What matters more from a practical perspective is the market reaction to earnings so far this quarter. Every single mega-cap tech company either reported earnings below estimates or guided lower. The market didn’t care. Even disaster earnings reports like Intel, Goldman, and Snapchat could not hold them down for too long. The market is sending a clear message. It’s as if it is saying that the reports were so bad that they can only get better from here. The sentiment is extremely bullish. Any bad news is considered temporary and a reflection of past events. Any good news is considered an argument that things are getting better.

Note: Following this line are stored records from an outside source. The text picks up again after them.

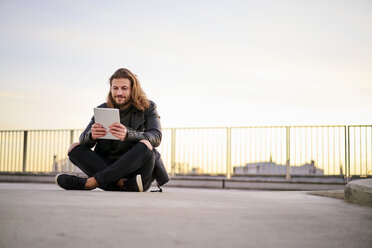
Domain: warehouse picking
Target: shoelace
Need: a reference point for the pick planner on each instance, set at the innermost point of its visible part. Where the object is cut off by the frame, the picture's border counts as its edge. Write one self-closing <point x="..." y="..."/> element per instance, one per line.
<point x="158" y="190"/>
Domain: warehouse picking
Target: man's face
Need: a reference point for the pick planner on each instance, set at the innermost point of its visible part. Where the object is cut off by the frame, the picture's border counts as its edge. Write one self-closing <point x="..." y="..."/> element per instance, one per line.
<point x="120" y="91"/>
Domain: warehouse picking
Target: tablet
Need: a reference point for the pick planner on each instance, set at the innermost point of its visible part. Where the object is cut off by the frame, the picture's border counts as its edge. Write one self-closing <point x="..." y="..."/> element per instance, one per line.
<point x="106" y="117"/>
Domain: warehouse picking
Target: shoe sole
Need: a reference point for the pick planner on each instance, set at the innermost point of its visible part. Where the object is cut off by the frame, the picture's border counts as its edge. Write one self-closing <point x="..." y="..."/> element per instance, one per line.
<point x="139" y="183"/>
<point x="55" y="179"/>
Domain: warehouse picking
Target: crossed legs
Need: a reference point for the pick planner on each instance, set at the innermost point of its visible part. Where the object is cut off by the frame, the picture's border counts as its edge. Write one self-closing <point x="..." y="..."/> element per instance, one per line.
<point x="113" y="175"/>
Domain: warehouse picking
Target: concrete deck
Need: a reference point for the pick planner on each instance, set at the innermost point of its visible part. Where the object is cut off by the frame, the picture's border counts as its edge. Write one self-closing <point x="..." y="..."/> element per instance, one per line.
<point x="43" y="215"/>
<point x="359" y="192"/>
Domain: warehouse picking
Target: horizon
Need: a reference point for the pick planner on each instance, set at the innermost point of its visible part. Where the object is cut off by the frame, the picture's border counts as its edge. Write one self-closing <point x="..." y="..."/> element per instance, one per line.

Keep in mind that morning shakeouts are normal in any market environment. During bear markets, we can often see a gap up and then a selloff with a weak close. During bull markets, we can see a gap down or quick dip at the open, and then a rally with a strong close. Every slight dip is getting bought in tech stocks lately. The number of accumulation days has been expanding quickly too. Up days are plentiful and on much higher volume. Down days have been rare and on low volume. This is a bullish market behavior. It’s anyone’s guess how long it is going to last. The indexes are certainly extended above their short-term moving averages (10 and 20dma). They can resolve that by either pulling back or going sideways – the so-called time consolidation. Everyone knows the saying “don’t find the Fed”. There’s an even more accurate expression about this tape – “don’t fight the market”. Obviously, that doesn’t mean blindly chasing extended setups where you have to risk $5 to make $2 potentially.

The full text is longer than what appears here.